Don’t reuse passwords across services
To avoid hackers gaining access to your passwords across sites, avoid reusing the same passwords over and over again.
“If an attacker is able to breach a site and is able to access usernames and passwords, they go to all of the major cloud service providers immediately, and they try to reuse the usernames and passwords that they already have,” Kapoor said.
Spagnuolo said that by creating unique, difficult passwords of 10 characters or more, you’re adding a level of security to your password. He suggests using passphrases — strings of random words — and then personalizing them with characters and capitalization. You can even use song lyrics, he said.

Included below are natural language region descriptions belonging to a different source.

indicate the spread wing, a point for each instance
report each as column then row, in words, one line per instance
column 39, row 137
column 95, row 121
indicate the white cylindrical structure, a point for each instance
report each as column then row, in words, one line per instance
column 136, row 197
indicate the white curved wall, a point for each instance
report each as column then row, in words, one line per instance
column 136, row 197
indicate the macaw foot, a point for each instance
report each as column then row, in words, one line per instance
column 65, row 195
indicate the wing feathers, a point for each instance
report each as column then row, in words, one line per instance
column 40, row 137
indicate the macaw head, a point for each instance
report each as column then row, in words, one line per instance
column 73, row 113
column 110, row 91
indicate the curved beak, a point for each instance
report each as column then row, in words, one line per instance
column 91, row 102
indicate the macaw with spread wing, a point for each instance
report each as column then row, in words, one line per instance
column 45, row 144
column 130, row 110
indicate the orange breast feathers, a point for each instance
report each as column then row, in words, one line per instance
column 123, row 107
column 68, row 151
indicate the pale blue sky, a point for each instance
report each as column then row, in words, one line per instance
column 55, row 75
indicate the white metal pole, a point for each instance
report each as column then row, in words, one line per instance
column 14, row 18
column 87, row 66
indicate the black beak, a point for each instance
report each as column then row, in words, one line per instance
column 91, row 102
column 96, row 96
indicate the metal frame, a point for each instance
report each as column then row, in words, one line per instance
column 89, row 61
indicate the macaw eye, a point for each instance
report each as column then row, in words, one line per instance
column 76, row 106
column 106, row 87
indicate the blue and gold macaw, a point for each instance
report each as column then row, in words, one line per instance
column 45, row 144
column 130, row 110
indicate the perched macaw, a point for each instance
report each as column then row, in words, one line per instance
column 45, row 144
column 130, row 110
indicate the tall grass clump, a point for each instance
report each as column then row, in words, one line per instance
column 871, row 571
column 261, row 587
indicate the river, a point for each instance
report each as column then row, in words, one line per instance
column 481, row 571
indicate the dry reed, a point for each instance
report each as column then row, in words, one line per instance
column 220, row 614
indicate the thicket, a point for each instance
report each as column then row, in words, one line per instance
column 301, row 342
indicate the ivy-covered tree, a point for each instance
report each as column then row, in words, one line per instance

Keeping passwords straight is a challenge, but Spagnuolo recommends never saving them within a browser. Instead, both Kapoor and Spagnuolo suggest using a password manager like 1Password, or in an encrypted file.
Don’t treat all data the same
If you’re holding a public webinar or discussing mundane topics at the office, this data likely doesn’t need top-notch security. In these cases, you can use regular cellular services, video conferencing tools or chat apps. But make sure you are aware that your connection might not be completely secure.
If you’re talking to a source or working on a story with sensitive information, you’ll want to consider the methods you’re using. Both Spagnuolo and Kapoor suggest using Signal for sensitive conversations, both over chat or audio.
There are also certain data or files that you might want to encrypt yourself when you store them locally on your laptop.
“If someone were to get access to your laptop or your hard drive, they wouldn't be able to look at the data that's on there,” Kapoor said.
For this, both Kapoor and Spagnuolo recommend full disk encryption which can be built into your devices.
“Just make sure you don't lose your password, otherwise you'll never be able to retrieve the data,” Spagnuolo added.
Spagnuolo created a toolbox with a number of tools broken down into three categories: privacy and security, browsers and search, and documents and data. These include VPN suggestions, encryption services, collaborative tools and more.